The introduction of bath-rooms provoked a not less gallant opposition: in the time of Henry VII. hot baths were unheard of, and if nowadays you wanted one, you could get a can of hot water from the kitchen. And it was only under the severest pressure that those debasing paraphernalia squeezed their way in. Not for a moment is it implied that Jackson and his friends were like bats who preferred the dark, or like cats who disliked water, but only that they disliked any change, and preferred things precisely as they were....
The game proceeded in the utmost harmony and with academic calm, and was interspersed with neat quotations. For instance, when at the conclusion of a hand, Waters said approvingly to his partner, “You saw my call all right,” Jackson without a moment’s thought replied, “Yes, Waters, one clear call for me.” Or when hearts were trumps, and Butler proved only to have one of that suit, he paused, without applying his lit match to his pipe, to say, “Eructavit cor meum.” As that one happened to be the ace, it was quickly and sharply that Alison said, “But your heart is inditing of a good matter.” Even when apt quotation failed, something academic was fragrant in their most ordinary remarks, as when, spades being turned up as trumps for the third time running, Butler referred to “the prevalence of those agricultural implements,” or when his partner found that his hand contained seven diamonds, he called it “a jewel song.” There was not one atom of pose or desire for effect in those little mots, their minds thought like that, and their tongues faithfully expressed their impressions.

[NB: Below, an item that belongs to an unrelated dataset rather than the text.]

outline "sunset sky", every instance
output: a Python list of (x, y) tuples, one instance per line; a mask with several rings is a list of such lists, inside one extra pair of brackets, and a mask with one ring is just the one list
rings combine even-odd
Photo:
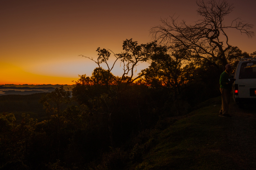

The third of these pleasant rubbers came to an end about a quarter to eleven, and, a “senatus consultum” being taken, it was resolved not to begin a new one, but to relax into conversation.
“Non semper arcum,” said Butler, rising. “Ho, everyone that thirsteth, you will help yourselves, please. I think you said, Alison, that when we had finished Sarah Battling, you wanted to tell us what the Master spoke to you about.”